Epidemiology of Thygesons Superficial Punctate Keratitis
Researchers have studied the cause and effect of Thygeson’s Superficial Punctate Keratitis or Thygeson’s Superficial Punctate Keratopathy (TSPK) looking for patterns and commonalities that can help form useful conclusions. The epidemiology behind Thygeson’s SPK has experienced many blocks and detours while compiling statistics and analyzing information about this elusive disease.
Epidemiologists have collected detailed data about TSPK patients and codified all of the investigated facts in an attempt to compare victims, outbreak facts, severity of the symptoms, the effectiveness of various treatments, results of specific treatments, remission and recurrence data. The cause of Thygeson’s Superficial Punctate Keratitis remains unknown even though many unproven theories have gained traction over the decades since Phillips Thygeson first presented the disease to the medical profession in 1950 and it was subsequently named after him.

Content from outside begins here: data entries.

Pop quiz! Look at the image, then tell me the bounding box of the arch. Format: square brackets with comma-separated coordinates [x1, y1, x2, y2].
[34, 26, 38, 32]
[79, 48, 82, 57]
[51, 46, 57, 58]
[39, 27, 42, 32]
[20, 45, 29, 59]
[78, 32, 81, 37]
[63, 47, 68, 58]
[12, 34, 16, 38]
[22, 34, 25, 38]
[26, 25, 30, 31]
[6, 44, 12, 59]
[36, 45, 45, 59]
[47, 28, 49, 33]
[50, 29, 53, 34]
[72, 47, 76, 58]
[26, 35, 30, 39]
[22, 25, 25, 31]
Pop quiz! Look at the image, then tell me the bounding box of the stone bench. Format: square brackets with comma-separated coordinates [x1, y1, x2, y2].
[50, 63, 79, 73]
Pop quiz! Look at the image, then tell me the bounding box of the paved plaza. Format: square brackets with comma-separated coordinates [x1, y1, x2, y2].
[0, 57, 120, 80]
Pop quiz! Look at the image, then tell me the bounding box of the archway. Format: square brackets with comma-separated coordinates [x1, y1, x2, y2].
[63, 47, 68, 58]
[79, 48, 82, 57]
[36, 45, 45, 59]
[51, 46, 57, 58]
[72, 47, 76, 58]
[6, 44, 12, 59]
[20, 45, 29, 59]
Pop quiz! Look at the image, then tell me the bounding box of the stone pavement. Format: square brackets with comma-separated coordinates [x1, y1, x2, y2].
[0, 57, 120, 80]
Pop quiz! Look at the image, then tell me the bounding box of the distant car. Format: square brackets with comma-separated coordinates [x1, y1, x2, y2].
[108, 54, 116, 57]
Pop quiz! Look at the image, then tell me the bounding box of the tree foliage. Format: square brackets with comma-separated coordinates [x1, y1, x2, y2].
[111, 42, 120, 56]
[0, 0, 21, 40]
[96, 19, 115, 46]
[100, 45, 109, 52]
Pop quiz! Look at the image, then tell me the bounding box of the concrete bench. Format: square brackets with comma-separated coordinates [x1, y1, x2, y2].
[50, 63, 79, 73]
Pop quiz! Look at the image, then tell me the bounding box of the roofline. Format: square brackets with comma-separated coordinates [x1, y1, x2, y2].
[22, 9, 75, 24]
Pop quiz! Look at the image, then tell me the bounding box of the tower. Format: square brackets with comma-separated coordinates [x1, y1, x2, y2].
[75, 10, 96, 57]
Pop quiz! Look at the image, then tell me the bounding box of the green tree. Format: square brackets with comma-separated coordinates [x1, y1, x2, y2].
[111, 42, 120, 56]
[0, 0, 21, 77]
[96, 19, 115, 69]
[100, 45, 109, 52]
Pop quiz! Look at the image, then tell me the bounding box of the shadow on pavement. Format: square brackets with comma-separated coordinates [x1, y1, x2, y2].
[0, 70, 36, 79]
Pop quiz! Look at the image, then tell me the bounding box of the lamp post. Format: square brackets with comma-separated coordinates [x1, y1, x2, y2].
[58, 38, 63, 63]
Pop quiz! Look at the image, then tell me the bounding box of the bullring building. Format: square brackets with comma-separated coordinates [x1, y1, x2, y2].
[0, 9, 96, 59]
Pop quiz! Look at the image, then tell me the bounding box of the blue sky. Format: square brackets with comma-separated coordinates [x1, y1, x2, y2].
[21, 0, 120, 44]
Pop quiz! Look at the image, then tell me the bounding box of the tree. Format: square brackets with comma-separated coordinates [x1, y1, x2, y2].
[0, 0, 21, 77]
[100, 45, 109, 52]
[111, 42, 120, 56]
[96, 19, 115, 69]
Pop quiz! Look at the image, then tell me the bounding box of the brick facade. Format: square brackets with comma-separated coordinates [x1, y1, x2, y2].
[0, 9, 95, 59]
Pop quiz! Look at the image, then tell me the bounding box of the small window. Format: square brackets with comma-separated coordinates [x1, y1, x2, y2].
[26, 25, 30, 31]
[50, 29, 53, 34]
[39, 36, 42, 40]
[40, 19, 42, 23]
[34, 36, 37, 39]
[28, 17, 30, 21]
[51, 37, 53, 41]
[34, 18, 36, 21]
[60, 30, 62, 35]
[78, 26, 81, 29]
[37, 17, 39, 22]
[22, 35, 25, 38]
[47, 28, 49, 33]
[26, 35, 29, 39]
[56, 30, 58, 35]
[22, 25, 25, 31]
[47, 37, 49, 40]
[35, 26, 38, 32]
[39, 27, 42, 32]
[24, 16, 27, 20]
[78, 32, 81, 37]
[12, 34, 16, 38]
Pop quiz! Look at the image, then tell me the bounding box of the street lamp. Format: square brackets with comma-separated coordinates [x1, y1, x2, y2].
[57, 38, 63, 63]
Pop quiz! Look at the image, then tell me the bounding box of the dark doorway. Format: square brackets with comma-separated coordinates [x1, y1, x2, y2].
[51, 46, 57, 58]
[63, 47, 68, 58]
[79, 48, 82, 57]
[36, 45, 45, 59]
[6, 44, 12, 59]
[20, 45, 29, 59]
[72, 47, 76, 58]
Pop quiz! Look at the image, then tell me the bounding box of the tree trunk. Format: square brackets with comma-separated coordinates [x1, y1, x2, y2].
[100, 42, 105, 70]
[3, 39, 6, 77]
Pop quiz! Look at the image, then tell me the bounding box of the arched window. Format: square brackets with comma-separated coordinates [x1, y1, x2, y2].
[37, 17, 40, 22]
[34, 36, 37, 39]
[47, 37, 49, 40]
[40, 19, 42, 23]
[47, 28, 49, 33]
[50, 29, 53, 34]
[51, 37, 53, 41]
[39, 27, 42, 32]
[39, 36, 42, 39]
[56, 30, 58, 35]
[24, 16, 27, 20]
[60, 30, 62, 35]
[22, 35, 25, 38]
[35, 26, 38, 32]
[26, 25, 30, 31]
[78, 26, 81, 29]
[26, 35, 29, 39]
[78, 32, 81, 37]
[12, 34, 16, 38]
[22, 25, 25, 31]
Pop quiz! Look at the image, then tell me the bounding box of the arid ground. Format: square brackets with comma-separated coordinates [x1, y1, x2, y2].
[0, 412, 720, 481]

There are many unknown facts such as how many people experience TSPK in the United States or around the world. No country has documented the number of TSPK cases among their population. The consensus among the worldwide medical community is that TSPK does not cause death but that is in fact still not proven. There are conclusive studies that TSPK affects one race over another in any way. Researchers believe that TSPK has no preference to infect a body based on gender. So what is known?
Thygeson’s Superficial Punctate Keratitis has been reported in patients ranging in age from two and half years old to age seventy. The median average age of sufferers is 29 years old. This is why it is so important to check in with an eye doctor when symptoms of TSPK appear, especially if you note signs in a child or elderly individual who may not have the capacity to act in their own interest. The epidemiology of Thygeson’s Superficial Punctate Keratitis (TSPK) continues to monitor known cases of the disease, share information, and increase knowledge throughout the medical community around the world.